The messaging here needs to be in both directions: [listener] <--> [connector] <--> [user].

Though notice the flow is always initiated by the user: [user] --> [connector] --> [listener] --> [connector] --> [user]

[listener]

[connector]

Security

Authentication can get complicated and risky. Some thoughts:

Safety first

Authentication flow (initial idea)

To authenticate, the user must:

  1. generate the token once by running directly in the cluster: generate-token. This returns the token to stdout, e.g. 123456789, and stores it somewhere safe (e.g. /home/<username>/.mysecrettoken, no read/write access for other cluster-users)
  2. send this command to the bot once: /auth 123456789. The [connector] stores the mapping chat-id --> token somewhere safe in the cluster (no read/write access to cluster-users). After that, the user can send commands through the bot to run authenticated queries.

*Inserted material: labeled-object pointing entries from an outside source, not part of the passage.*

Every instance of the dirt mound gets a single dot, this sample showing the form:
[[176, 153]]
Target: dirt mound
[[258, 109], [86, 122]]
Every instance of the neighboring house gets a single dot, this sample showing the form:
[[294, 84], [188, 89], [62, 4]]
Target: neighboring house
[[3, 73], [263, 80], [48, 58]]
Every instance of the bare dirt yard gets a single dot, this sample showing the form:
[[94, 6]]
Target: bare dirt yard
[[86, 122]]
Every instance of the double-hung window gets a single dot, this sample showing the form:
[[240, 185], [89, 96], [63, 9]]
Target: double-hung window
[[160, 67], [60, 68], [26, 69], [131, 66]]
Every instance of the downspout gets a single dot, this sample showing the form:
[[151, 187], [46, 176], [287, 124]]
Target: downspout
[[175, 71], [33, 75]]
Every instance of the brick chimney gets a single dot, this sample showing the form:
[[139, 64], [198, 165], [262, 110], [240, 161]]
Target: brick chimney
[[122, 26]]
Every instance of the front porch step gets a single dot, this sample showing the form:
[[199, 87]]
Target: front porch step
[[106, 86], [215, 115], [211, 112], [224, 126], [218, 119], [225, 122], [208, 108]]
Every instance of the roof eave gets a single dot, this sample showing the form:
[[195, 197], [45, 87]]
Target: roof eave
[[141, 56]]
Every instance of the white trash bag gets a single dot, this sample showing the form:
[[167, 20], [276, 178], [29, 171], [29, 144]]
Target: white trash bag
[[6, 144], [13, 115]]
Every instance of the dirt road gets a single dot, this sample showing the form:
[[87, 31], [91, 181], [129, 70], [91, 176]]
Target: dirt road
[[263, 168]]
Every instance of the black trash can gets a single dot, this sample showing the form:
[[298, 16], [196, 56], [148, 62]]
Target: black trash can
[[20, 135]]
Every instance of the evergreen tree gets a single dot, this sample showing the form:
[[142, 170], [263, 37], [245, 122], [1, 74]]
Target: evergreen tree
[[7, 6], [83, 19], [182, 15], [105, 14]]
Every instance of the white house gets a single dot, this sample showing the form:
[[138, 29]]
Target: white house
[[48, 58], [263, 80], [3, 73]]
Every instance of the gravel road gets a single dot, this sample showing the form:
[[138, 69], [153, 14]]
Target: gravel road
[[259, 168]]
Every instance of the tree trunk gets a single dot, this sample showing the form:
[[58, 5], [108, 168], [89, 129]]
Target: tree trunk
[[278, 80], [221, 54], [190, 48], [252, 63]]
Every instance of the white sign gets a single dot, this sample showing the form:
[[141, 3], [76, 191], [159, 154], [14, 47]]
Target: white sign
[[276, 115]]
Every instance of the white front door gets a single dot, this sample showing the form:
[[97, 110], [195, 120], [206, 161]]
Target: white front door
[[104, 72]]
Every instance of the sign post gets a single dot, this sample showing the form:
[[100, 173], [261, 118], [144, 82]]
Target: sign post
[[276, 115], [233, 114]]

To run authenticated commands: the [listener] first validates the token by calling validate-token <cluster-uid> <token>, and only then runs the actual query

Putting all together

Both flows are different enough to be treated separately, however, the [connector] for both flows must be the same service (at least for a telegram bot).

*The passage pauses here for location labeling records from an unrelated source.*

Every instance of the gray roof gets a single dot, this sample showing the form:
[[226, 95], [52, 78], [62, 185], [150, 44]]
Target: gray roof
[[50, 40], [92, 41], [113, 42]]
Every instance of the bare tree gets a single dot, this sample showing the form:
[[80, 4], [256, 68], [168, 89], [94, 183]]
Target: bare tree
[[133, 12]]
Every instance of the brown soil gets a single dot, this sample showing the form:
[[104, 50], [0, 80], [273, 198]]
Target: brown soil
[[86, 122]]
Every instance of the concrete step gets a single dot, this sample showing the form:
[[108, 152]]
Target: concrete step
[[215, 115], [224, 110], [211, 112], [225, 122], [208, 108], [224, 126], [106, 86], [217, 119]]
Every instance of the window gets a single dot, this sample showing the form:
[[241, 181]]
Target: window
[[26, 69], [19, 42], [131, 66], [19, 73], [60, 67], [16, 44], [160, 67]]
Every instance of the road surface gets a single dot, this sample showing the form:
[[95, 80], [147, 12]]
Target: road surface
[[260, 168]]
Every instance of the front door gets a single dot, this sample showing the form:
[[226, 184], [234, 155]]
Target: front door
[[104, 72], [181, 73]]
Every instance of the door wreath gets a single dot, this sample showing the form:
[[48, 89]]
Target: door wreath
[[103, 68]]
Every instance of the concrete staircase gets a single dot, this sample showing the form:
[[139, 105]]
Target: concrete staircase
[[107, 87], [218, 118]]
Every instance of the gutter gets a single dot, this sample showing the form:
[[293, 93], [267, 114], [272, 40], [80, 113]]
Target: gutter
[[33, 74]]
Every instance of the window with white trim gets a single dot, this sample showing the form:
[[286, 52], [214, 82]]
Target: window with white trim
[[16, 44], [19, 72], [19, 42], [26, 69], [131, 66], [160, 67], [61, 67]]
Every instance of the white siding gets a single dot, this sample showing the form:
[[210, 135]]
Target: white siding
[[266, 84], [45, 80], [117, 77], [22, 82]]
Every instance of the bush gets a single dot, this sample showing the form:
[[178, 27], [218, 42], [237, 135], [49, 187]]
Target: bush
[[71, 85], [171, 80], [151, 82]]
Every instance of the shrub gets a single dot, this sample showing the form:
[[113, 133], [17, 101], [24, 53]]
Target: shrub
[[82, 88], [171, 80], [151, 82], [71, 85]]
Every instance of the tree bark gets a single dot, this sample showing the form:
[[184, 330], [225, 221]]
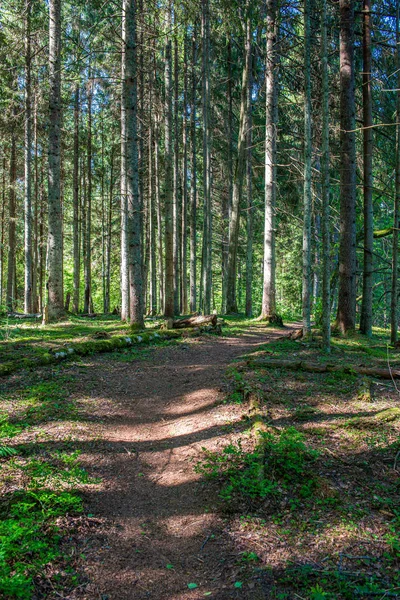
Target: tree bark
[[306, 291], [75, 201], [206, 276], [193, 180], [346, 318], [168, 195], [394, 313], [268, 308], [131, 174], [231, 301], [368, 143], [55, 216], [326, 258], [28, 162]]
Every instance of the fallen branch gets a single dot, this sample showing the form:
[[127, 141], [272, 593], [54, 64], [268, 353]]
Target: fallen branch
[[196, 321], [300, 365]]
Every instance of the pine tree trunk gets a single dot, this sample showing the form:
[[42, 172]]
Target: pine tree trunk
[[306, 292], [168, 193], [2, 225], [231, 301], [394, 312], [88, 244], [368, 141], [346, 319], [193, 182], [12, 216], [249, 191], [206, 277], [75, 185], [55, 227], [28, 163], [326, 270], [268, 309], [184, 296], [131, 174]]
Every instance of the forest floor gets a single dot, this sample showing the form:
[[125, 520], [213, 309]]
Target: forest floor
[[137, 474]]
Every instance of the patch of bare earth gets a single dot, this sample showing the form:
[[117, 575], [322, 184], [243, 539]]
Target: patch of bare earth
[[161, 529]]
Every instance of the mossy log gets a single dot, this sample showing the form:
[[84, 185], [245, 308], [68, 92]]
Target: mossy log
[[300, 365], [196, 321]]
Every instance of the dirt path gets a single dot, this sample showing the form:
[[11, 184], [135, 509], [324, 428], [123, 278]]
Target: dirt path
[[162, 528]]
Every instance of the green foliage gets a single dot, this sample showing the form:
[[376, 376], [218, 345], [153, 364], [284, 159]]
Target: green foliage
[[276, 463], [29, 533]]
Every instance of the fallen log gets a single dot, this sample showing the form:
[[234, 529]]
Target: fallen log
[[24, 315], [196, 321], [300, 365]]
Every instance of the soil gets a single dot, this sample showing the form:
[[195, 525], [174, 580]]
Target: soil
[[161, 528]]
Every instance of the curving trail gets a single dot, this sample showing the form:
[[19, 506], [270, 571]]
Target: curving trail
[[162, 530]]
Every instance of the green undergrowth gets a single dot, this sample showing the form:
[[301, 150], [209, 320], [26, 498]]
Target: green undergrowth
[[317, 496], [41, 490]]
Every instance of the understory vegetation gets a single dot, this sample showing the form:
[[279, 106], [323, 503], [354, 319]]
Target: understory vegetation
[[311, 487]]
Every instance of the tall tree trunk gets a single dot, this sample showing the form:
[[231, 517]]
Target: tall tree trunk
[[124, 197], [168, 194], [2, 225], [231, 301], [176, 240], [368, 141], [55, 227], [346, 318], [12, 217], [249, 191], [394, 312], [152, 219], [306, 292], [326, 258], [227, 197], [268, 308], [193, 181], [75, 184], [131, 174], [184, 296], [28, 163], [206, 277], [160, 258], [88, 245]]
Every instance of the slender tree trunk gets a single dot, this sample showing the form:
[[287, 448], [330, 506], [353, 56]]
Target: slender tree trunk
[[368, 143], [35, 299], [231, 301], [249, 189], [2, 225], [184, 296], [346, 319], [394, 312], [160, 263], [55, 227], [28, 163], [268, 309], [168, 194], [152, 219], [193, 181], [326, 265], [75, 184], [227, 197], [176, 200], [88, 252], [206, 281], [124, 197], [131, 173], [306, 292], [12, 217]]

A simplified scheme would go as this:

[monitor] --> [messager] --\
                            \
                             --> [connector] <--> [user]
                            /
             [listener] <--/

A more detailed scheme (blue are flow-notify, and orange are for flow-query):

tgslurmbot-diagram

The flow-notify is already covered by goslmailer :tada:. Some questions:

  1. Can we reuse the [messager] for other use-cases with the flow-notify?
    • Say I develop a [monitor] to check user quotas periodically (ideally, this would be configurable to support multiple FSs)
    • Can I call something like goslmailer <chat-id> <msg> --connector telegram? Can we extend goslmailer to support this?
    • Alternatively, can I run tgslurmbot <chat-id> <msg> directly? This would not support other connectors or the gobler, but would cover my use-case with telegram
  2. Can we extend the [connector] to support the flow-query?

    • Say I implement a [listener] for SLURM, an [authenticator], and a [mapping]
    • Can I provide my own code to add more bot commands? Or maybe import basic configuration?: e.g.

      import "configBot", "mapping"
      
      // this applies the current configuration from tgslurmbot
      b := configBot()
      
      // add my own handlers
      b.Handle("/jobs", func(c tele.Context) error {
        token := mapping.ChatId2Token(c.Chat().ID)
        response := run "slurm-listener list-jobs", pass token
      
        return c.Send(response)
      })
      
      b.Start()
pja237 commented 1 year ago

Hey, that's quite a thorough planning. Respect. In theory, it's all doable, but i'd ask you for a day/two to reread and digest/think it all through before i reply.